Faculty have been very understanding and accommodating, Knapp said. “I think everyone understands this is really a pretty unprecedented — at least in our lifetimes — economic situation.”

While there have been no wage freezes announced for Pitt employees, as has been the case at Carnegie Mellon University, Pitt’s Board of Trustees’ compensation committee in December froze the salaries of the University’s top leadership.

The trustees did not take any action on the retention bonuses of $75,000 for Nordenberg or $50,000 for Cochran, Maher and Ramicone should they continue in their positions through June. (See Dec. 4, 2008, University Times.) Without trustee action, the bonuses continue indefinitely.

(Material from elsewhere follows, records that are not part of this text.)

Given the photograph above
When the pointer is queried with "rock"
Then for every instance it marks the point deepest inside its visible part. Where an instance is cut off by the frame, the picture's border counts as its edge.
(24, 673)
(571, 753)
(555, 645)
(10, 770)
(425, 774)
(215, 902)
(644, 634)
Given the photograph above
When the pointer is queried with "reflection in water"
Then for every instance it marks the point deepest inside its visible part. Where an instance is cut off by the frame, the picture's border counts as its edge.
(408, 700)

Adding to the financial woes is an estimated drop of some 22 percent of the University’s endowment value as of Nov. 30. Pitt’s endowment stood at nearly $2.4 billion as of June 30, 2008, according to the University’s FY08 consolidated balance sheets.

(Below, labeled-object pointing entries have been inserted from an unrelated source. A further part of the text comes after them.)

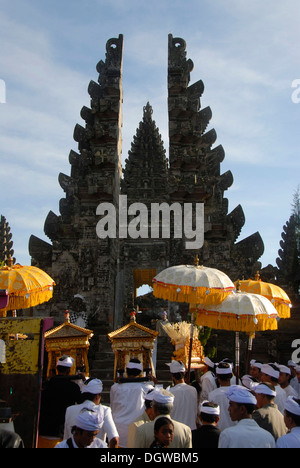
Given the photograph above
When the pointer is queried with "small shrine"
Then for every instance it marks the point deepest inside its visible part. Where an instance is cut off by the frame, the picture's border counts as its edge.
(133, 341)
(68, 339)
(180, 333)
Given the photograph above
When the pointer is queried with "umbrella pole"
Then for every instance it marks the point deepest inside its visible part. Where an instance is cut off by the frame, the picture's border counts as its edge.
(250, 344)
(237, 357)
(192, 310)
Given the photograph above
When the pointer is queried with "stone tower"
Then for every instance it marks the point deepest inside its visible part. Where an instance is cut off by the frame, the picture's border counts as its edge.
(107, 271)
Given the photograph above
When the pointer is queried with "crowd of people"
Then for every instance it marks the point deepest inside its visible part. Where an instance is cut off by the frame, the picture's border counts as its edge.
(259, 410)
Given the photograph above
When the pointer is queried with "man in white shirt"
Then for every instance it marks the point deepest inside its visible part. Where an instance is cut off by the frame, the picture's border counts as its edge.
(292, 421)
(185, 405)
(127, 399)
(285, 377)
(294, 381)
(247, 433)
(219, 395)
(91, 392)
(85, 431)
(162, 406)
(207, 380)
(270, 373)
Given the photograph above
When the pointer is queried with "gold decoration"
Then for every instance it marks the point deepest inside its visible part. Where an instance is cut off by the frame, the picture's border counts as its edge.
(133, 341)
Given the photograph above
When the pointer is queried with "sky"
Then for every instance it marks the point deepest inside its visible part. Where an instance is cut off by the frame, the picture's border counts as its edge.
(246, 53)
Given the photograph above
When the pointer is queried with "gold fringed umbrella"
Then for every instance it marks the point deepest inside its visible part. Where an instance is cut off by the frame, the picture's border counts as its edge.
(193, 284)
(27, 286)
(274, 293)
(239, 312)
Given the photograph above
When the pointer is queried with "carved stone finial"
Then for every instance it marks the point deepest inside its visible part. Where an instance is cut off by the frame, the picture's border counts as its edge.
(148, 111)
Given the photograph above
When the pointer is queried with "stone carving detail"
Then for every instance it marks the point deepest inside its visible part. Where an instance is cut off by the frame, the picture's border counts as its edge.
(103, 270)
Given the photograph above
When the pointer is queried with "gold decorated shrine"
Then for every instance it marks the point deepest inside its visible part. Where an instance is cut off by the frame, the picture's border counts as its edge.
(133, 341)
(71, 340)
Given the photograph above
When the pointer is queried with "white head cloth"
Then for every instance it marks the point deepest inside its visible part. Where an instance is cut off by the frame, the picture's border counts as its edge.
(163, 396)
(208, 409)
(285, 370)
(66, 362)
(263, 389)
(248, 381)
(255, 363)
(135, 365)
(224, 370)
(208, 362)
(292, 406)
(268, 370)
(149, 396)
(89, 420)
(240, 394)
(93, 386)
(176, 366)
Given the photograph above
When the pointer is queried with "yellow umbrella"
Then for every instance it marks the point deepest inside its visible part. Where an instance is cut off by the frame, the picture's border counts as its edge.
(27, 286)
(240, 312)
(193, 284)
(274, 293)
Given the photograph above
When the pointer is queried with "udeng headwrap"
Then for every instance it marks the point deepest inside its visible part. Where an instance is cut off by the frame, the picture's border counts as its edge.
(163, 396)
(263, 389)
(89, 420)
(209, 362)
(240, 394)
(292, 406)
(269, 370)
(215, 411)
(285, 370)
(93, 386)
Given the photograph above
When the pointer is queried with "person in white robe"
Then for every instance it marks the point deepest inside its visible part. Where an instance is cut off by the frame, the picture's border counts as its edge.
(162, 406)
(207, 380)
(127, 399)
(285, 377)
(91, 391)
(185, 407)
(85, 431)
(294, 380)
(292, 421)
(270, 373)
(219, 395)
(246, 433)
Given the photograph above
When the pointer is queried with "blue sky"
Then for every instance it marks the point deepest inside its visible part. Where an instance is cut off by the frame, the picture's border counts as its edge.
(246, 53)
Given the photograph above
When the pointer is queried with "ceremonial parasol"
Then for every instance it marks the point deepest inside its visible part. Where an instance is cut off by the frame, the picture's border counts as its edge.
(27, 286)
(274, 293)
(193, 284)
(239, 312)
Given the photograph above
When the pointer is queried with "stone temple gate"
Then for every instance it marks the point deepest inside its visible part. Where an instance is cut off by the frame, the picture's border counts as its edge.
(107, 271)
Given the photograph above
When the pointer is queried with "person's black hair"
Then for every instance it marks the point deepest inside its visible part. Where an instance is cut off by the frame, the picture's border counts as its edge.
(209, 418)
(224, 377)
(294, 417)
(162, 422)
(178, 375)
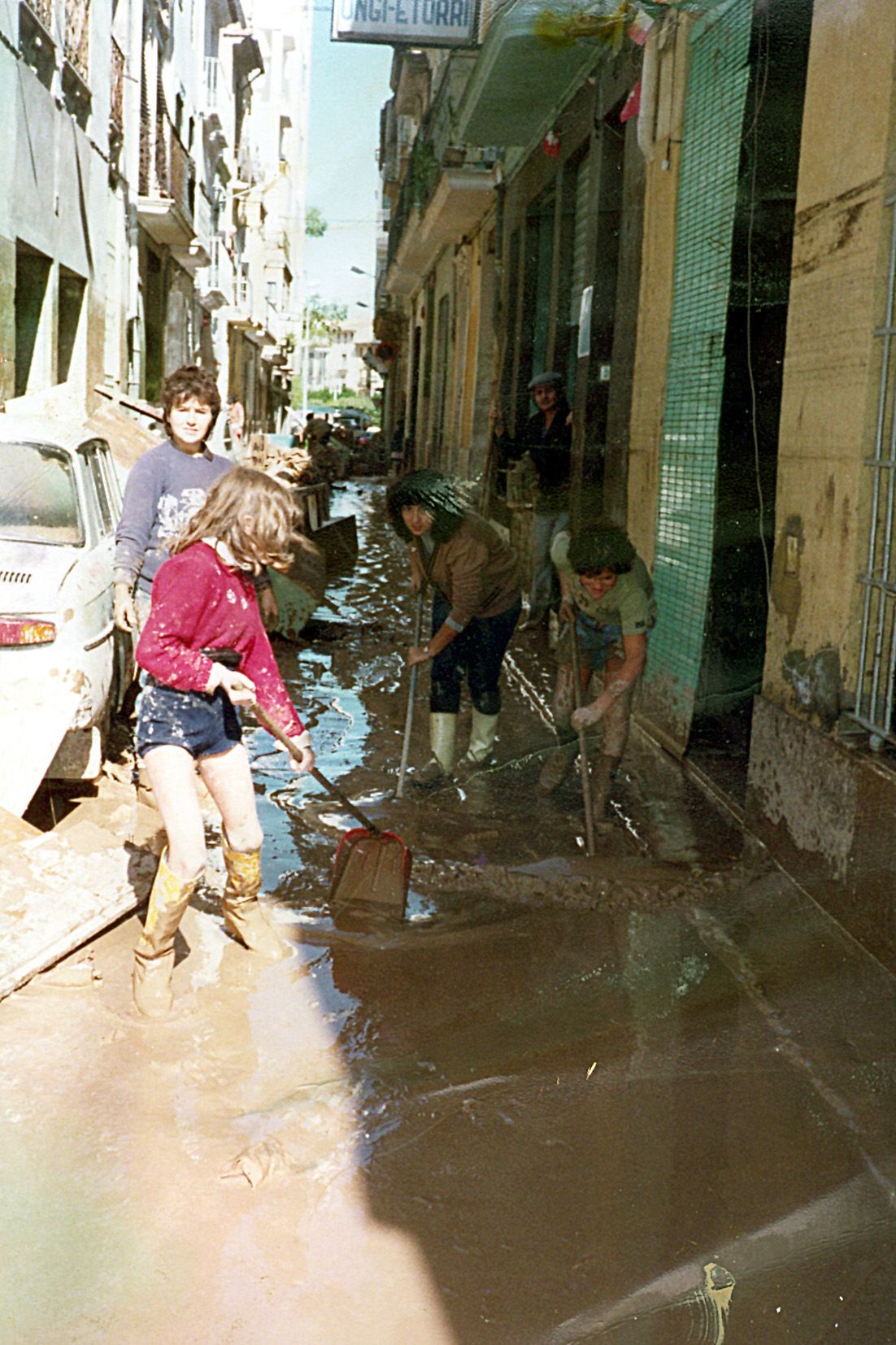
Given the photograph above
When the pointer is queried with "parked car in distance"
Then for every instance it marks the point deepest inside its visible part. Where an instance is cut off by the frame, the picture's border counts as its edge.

The FY10 operating budget request Pitt submitted to the state last September listed endowment income revenues of $51.45 million in FY08.

When it comes to distributions, however, the decline in the University’s investments won’t be felt all at once. Distributions from the endowment are based on a three-year trailing average to help smooth the effects of such market fluctuations.

In addition, Pitt’s distribution formula includes a “floor” that guarantees the endowment will not distribute less money than it did in the previous year, enabling deans and schools to better plan their budgets.